# Finally Switched to Linux



## riverc0il (Oct 22, 2006)

not sure what took me so long, but i finally stepped up to the plate and installed a linux distro for my main system. after doing an install on a seperate older system, i was sold and decided to setup a double boot on my main box. still gotta use windows for a variety of programs that have no linux port and don't work with WINE/crossover, but with exception of some multimedia apps, i am booting into linux 90% of the time and loving it. i had no idea how far the GUI on linux has come. my desktop runs off the kde environment. i know there are quite a few other linux users on AZ, how about a show of hands?

i did have some issues after install including monitor sizing issues, time clock issues, and a printer issue. my impression is the OS is still not quite to the point that someone that needs to install an OS and have it work 100% with no tinkering would appreciate it. but for someone looking to expand upon their geeking out aspect and tweak a few things, it is pretty damn cool! i already ordered a text to better learn the command line, looks like a steep learning curve for someone that has no unix experience. eventually, i think i might be interested in setting up a server on my spare box, it would be nice to cut out web hosting fees! but that is a ways off.


----------



## bvibert (Oct 22, 2006)

I fooled around with Linux for a while several years back.  I didn't have to time to put in to it to re-learn the things I already knew how to do so well in the DOS/Windows world.  I keep saying that someday I'll give it another shot, but I haven't gotten around to it yet....


----------



## hammer (Oct 22, 2006)

Did you do an install on a clean machine or did you set up an existing Windows machine for dual-boot?

I wish I could install Linux on my work laptop...one of the software products I work on was ported from UNIX to Linux but my laptop only runs Windows.


----------



## riverc0il (Oct 22, 2006)

i did both. first i did a clean install on an older computer to basically give it a test run and make sure i was satisfied with the OS. once i decided i wanted to use the OS as my primary system, i installed it on my main machine with a dual-boot option for both linux or windows.


----------



## Greg (Oct 22, 2006)

Windows guy here. Been supporting Windows full time since 1999. It's what I''m most comfortable with.


----------



## riverc0il (Oct 22, 2006)

i had been using windows since 3.1 and was definitely comfortable with it. one of my life themes though is trying not to be too comfortable. usually when i get too comfortable, it means i am not pushing myself to learn new things. expanding my horizons in computers is currently one of the ways i am pushing myself to learn new stuff. i already tackled CSS which was fun. after i learn how to use a shell in linux i would like to learn PHP as well (ummm, so i guess you can expect another redesign of the snow way within the next two years :roll: ). when i first installed my linux distro, i was doing it more to learn and geek out than i was to swear off windows. after i started using it a bit, i knew i would never purchase another microsoft product ever again. nice knowing that linux can provide almost every app you need for free! including the OS itself in most cases (though i ponyed up $25 to get a distro that had some support).


----------



## Greg (Oct 22, 2006)

riverc0il said:


> i had been using windows since 3.1


I go back to DOS myself. Windows 3.1 and then 95 was like a giant leap. W2K has been the most stable MS OS I ever worked on, but I like some features of XP Pro, most notably RDC.



riverc0il said:


> after i learn how to use a shell in linux i would like to learn PHP as well (ummm, so i guess you can expect another redesign of the snow way within the next two years :roll: ).

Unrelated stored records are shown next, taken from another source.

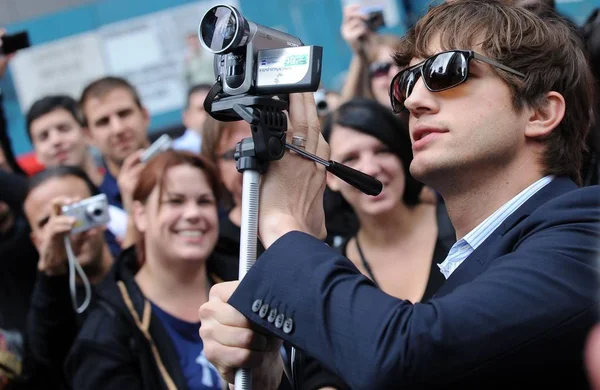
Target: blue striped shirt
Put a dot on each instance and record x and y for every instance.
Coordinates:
(466, 245)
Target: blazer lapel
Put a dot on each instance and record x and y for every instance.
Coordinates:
(478, 260)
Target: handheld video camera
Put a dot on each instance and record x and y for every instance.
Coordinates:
(164, 142)
(257, 60)
(90, 212)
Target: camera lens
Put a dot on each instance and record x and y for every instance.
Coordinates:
(221, 29)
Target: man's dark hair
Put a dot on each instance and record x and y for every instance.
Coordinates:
(195, 89)
(48, 104)
(59, 172)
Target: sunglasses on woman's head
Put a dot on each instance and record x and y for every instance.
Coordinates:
(378, 69)
(228, 155)
(439, 72)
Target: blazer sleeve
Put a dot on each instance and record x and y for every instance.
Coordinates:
(373, 340)
(101, 357)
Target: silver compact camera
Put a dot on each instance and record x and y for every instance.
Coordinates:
(90, 212)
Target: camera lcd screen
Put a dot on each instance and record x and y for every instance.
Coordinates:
(14, 42)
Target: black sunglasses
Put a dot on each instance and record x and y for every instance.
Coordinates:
(440, 72)
(378, 69)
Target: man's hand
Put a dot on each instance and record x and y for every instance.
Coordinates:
(354, 28)
(230, 343)
(128, 177)
(4, 59)
(53, 258)
(292, 189)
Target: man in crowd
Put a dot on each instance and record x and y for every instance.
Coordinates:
(56, 133)
(193, 119)
(117, 124)
(52, 323)
(498, 131)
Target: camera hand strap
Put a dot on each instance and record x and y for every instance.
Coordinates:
(73, 268)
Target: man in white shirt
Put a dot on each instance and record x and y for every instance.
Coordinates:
(193, 119)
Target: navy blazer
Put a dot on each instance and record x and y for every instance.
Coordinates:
(515, 314)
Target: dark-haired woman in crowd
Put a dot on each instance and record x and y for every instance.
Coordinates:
(143, 331)
(218, 146)
(395, 224)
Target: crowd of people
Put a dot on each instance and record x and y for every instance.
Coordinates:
(475, 267)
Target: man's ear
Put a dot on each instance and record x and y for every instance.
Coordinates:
(332, 182)
(185, 118)
(139, 215)
(547, 117)
(87, 135)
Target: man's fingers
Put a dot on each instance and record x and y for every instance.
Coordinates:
(132, 159)
(232, 336)
(223, 313)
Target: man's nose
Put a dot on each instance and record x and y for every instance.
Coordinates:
(368, 164)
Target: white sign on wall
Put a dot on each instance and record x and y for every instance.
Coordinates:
(389, 8)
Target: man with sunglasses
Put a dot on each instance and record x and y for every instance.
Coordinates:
(499, 106)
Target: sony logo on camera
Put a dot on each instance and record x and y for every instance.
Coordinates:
(254, 59)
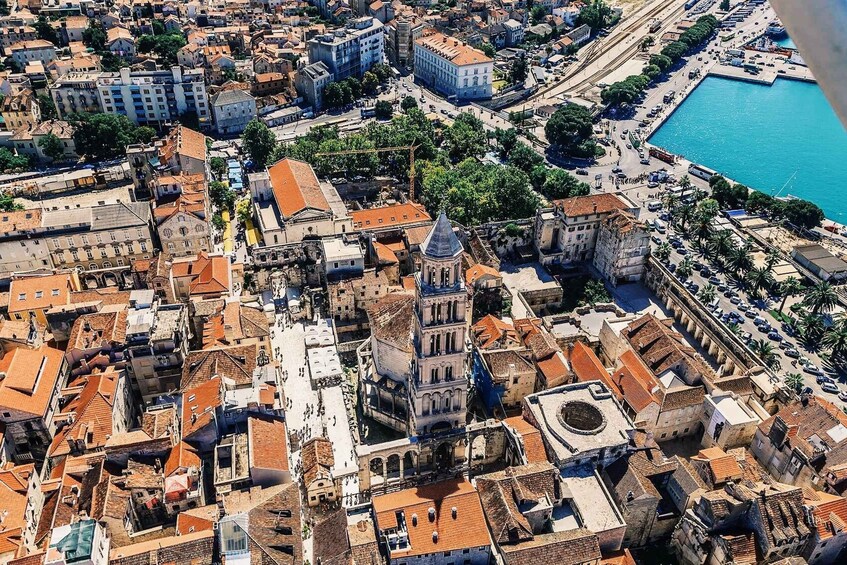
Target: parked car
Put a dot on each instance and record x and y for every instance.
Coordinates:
(830, 388)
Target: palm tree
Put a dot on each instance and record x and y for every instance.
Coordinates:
(671, 201)
(764, 351)
(721, 244)
(789, 287)
(685, 268)
(707, 293)
(811, 327)
(663, 252)
(794, 381)
(773, 257)
(759, 279)
(835, 339)
(739, 260)
(821, 297)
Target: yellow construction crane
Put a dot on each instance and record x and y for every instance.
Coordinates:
(409, 148)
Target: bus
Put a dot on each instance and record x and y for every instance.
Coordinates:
(701, 172)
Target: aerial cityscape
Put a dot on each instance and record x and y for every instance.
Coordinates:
(422, 282)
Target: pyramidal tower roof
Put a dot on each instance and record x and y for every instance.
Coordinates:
(441, 242)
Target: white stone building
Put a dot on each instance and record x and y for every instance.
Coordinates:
(453, 67)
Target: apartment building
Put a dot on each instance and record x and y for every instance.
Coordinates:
(27, 52)
(568, 232)
(453, 68)
(111, 235)
(155, 97)
(403, 31)
(76, 92)
(349, 51)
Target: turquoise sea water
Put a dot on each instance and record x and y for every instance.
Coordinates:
(761, 135)
(786, 42)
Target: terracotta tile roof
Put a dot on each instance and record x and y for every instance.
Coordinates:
(493, 333)
(455, 51)
(591, 204)
(830, 513)
(316, 460)
(268, 443)
(389, 216)
(184, 141)
(392, 319)
(586, 366)
(93, 330)
(38, 292)
(92, 398)
(197, 519)
(31, 376)
(296, 188)
(208, 274)
(199, 404)
(478, 271)
(466, 530)
(723, 467)
(20, 220)
(236, 363)
(181, 456)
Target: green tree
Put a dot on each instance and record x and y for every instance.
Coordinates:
(569, 127)
(765, 352)
(103, 136)
(561, 184)
(10, 162)
(465, 137)
(384, 109)
(94, 36)
(794, 381)
(47, 108)
(218, 166)
(369, 83)
(52, 146)
(518, 70)
(663, 252)
(44, 30)
(7, 203)
(243, 211)
(835, 340)
(259, 143)
(524, 157)
(223, 197)
(595, 292)
(821, 297)
(595, 15)
(661, 61)
(791, 286)
(408, 103)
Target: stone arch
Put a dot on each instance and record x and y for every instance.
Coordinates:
(392, 466)
(410, 463)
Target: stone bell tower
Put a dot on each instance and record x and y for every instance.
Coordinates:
(439, 386)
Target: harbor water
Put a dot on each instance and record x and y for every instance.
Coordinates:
(780, 139)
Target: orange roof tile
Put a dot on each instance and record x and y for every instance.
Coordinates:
(268, 448)
(444, 532)
(389, 216)
(296, 187)
(31, 376)
(91, 403)
(533, 444)
(199, 404)
(39, 292)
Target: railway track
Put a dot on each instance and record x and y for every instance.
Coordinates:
(597, 49)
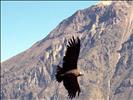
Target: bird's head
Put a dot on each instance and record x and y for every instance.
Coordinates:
(80, 74)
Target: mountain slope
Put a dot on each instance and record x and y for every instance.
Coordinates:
(106, 33)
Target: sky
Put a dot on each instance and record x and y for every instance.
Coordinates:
(23, 23)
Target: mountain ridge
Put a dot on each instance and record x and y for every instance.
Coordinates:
(105, 57)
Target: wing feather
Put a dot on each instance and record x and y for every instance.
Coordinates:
(71, 84)
(72, 53)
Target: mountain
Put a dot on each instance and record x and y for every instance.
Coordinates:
(106, 57)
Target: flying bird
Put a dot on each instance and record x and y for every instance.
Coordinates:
(69, 72)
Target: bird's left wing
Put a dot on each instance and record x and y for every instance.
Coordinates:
(71, 57)
(71, 84)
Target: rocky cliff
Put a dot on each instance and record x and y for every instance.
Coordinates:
(106, 57)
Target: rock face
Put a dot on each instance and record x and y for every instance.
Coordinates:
(106, 57)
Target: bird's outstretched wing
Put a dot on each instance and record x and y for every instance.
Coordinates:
(71, 84)
(71, 57)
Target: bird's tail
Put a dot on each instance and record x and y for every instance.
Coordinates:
(59, 77)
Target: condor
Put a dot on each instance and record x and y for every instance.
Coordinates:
(69, 72)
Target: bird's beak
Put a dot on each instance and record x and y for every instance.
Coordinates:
(81, 74)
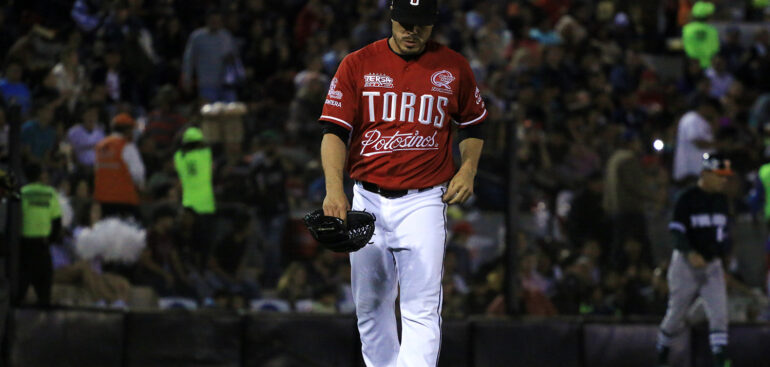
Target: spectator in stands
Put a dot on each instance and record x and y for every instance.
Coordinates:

You don't need to run Linux to program in PHP...........but I know what you meant...


----------



## riverc0il (Oct 22, 2006)

yea, i wasn't thinking i needed to know or run linux to learn PHP. one project at a time though, heh! from what i understand, knowing the basics of a linux/unix command line would be beneficial to learning PHP.  though i could just as easily have taken on learning PHP first, i am so sick of looking at web design right now :lol: i have absolutely no programing language knowledge, so it should be a fun project to work on.


----------



## Marc (Oct 22, 2006)

Good job Riv.  What distro did you end up with.


----------



## riverc0il (Oct 22, 2006)

i'll probably get some slack about this (especially considering i actually dropped $25 on it), but i went with xandros. it has essentially been designed as one of the easier transition distros from windows to linux. my primary concern was going in with no knowledge and screwing up the install somehow. the xandros OS install was easier than win2k. once i learn the command line stuff and file system, i'll probably install a more hands on distro on my spare box to better learn things from the ground up.


----------



## Marc (Oct 22, 2006)

You'll pick up the file system and drive mounting quickly, it's more intuitive than people think, and I think makes more sense than Windows once you learn it.

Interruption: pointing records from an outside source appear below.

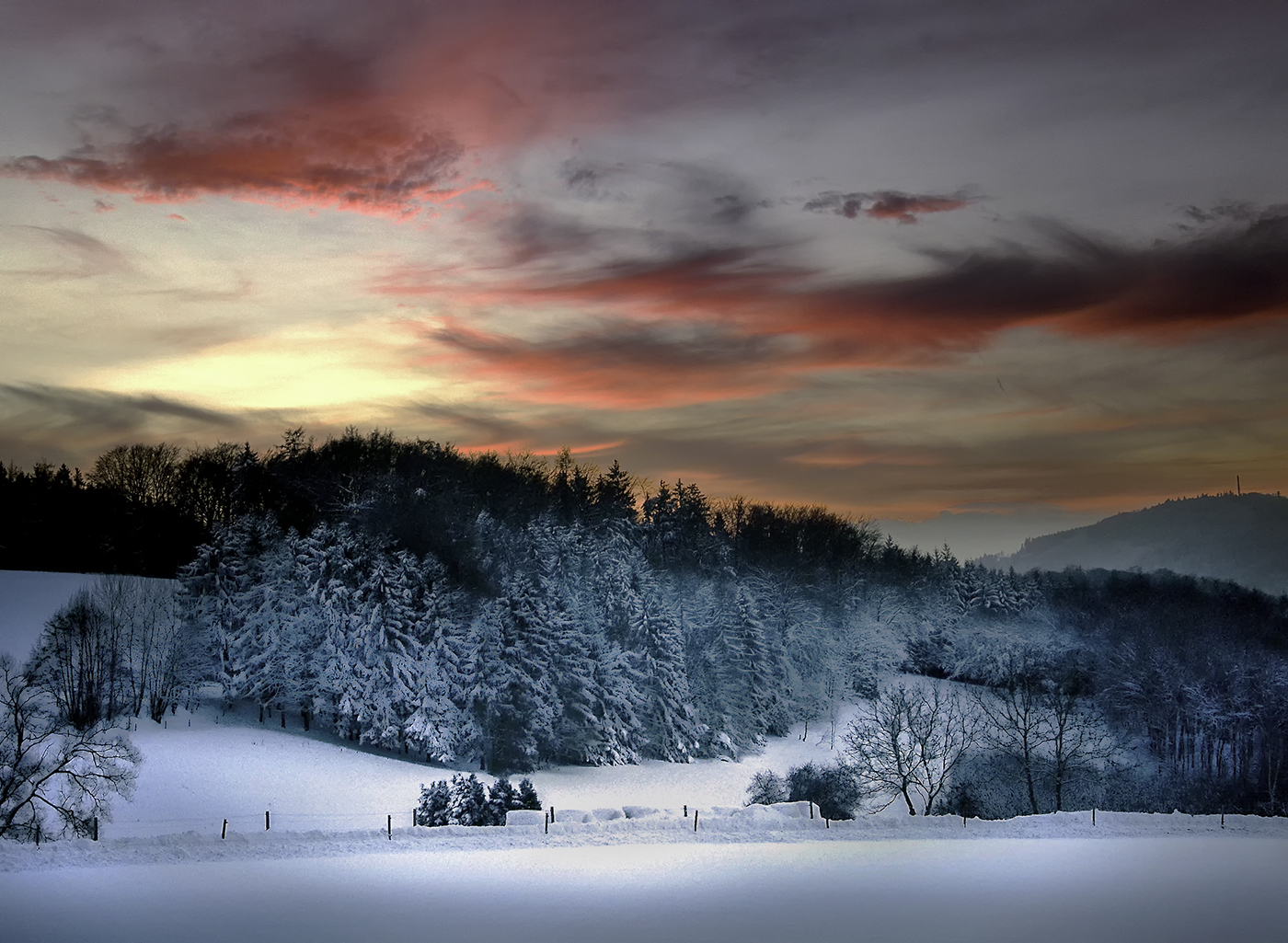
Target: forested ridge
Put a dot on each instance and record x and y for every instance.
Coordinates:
(509, 612)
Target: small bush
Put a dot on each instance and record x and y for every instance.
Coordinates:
(466, 800)
(831, 788)
(766, 788)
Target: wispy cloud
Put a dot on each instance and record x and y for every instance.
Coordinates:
(886, 203)
(76, 255)
(733, 324)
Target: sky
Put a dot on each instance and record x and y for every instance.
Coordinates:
(995, 267)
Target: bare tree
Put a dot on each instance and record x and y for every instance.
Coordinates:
(910, 741)
(147, 475)
(1015, 715)
(54, 778)
(1040, 714)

And hey, the Linux kernel is the Linux kernel.

Give Ubuntu a try (or Kubuntu, if you prefer KDE over Gnome).  It's a good mix of user friendliness while retaining a lot of more advanced abilities.


As for the ease of install, well, I was using fedora core 2 quite a while ago, and even that was an easier install than winblows.


----------



## kbroderick (Oct 23, 2006)

When people talk about Linux being tough to install, they often overlook how tough it is to install Windows.  And the Windows Updates.  And the right drivers for the video card that was released after the OS and still doesn't have WHQL certified drivers.  And Office.  And AIM.  And antivirus software.   And a personal firewall.  And all the other software that makes the computer actually usable.  If you compare a bare-metal (i.e. no partitions on the hard drive) Linux vs. Windows install, the Linux install doesn't seem as hard anymore.  In the Real World, of course, most people don't install Windows--they buy a PC with Windows already installed.

For anyone who wants to play with Linux without reinstalling, I'd recommend downloading either VMWare Server or VMWare player and grabbing some of the ready-made images off of VMWare's site.

For those who are more interested in having things Just Work yet still be fixable if they don't, I'd recommend a Mac.

(Personally, I've got a Powerbook and an XP box on my desktop, but we've got a pair of Linux boxen in the server room.)


----------



## catskills (Oct 24, 2006)

Hey Steve good for you.

My IBM Laptop 42P is setup to dual boot Linux SLES 9 and Windows XP. There are times I need to build stuff on Linux.   I use FireFox browser 100 percent of the time on both Linux and Windows.  I also have another machine with Windows 2000 that I am using right now. 

I use free download of OpenOffice.org on both Linux and Windows, which can also work on many of the MS Office  word, excel, and power point documents. This is a great option for students and teachers rather than shell out the big bucks for MS Office.  

I also use free ThunderBird for email and Sunbird for calendar that runs on both Linux and Windooooows. 

:flame: MS Windows just came out with their new browser IE7 to compete with FireFox.  Unfortunatly they don't have a version of IE7 that runs on Windows 2000. 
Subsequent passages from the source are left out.